Setting up the purge job is even more simple, since it uses the same Content Query that was already built from the search as input. It outputs a Boolean value of whether the purge was successful or not.

We aren’t quite done yet. Some things to consider here are that we aren’t sure whether this user actually executed this attachment. If they did, this could be a problem. How do we go about researching this, and what preventative actions can we take other than purging all of the email from mailboxes?

We decided to add a couple more things that we normally do manually when researching these incidents, and those are submitting the hash to VirusTotal and also Hybrid Analysis sandbox. Since we have the SHA-256 hash provided to us within the TAP alert for the attachment, we can then use that as input for plugins that connect to the VirusTotal and Hybrid Analysis APIs.

Not only do we want to have this automation workflow retrieve this helpful information for us to save time, but we also want to add this IOC into our environment automatically. If your endpoint security product has threat intelligence integration or the ability to add threat data via API, then you can automate this.

In our case, since we use Rapid7’s InsightIDR, there is native integration via a plugin that allows us to add an IOC to the SIEM to look for it across our entire environment. We can take this same hash, and add it to a threat identifier “automagically”.

This would also be a great time to block this hash or sender at your firewall, IPS, or email security gateway, and blacklist any malicious URL’s in your web proxy (all automated). You could even automatically document the incident by opening a ticket or record within a database or application that tracks your security incidents.

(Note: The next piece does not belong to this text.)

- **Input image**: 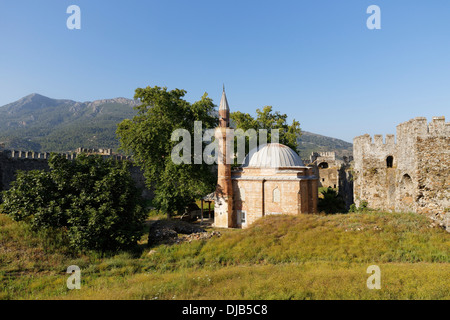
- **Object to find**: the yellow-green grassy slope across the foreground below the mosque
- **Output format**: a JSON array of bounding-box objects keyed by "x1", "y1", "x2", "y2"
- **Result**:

Finally, we want to notify the team of what took place. We send out an email alert using the Microsoft O365 Email plugin to let everyone know that an automation sequence ran, and include some of the helpful data we generated throughout the automation chain. We can include the Hybrid Analysis report, screenshots of the execution, and links to the VirusTotal page all within the notification email.

Conclusion

This article really only scratches the surface of what is possible with SOAR. It is an area where creativity plays a prominent role as much as technical skill. It can take some time to get things going the way you intend, but once it’s done you can rest a little easier knowing that some of these processes are working behind the scenes for you. I highly recommend that whichever way you decide to go with automation, that you partner with a vendor who will support your implementation success and who wants to see their customers succeed. I am still learning new things every day and finding new and interesting possibilities along the way. I expect as time goes on, SOAR will be an essential part of efficient information security programs.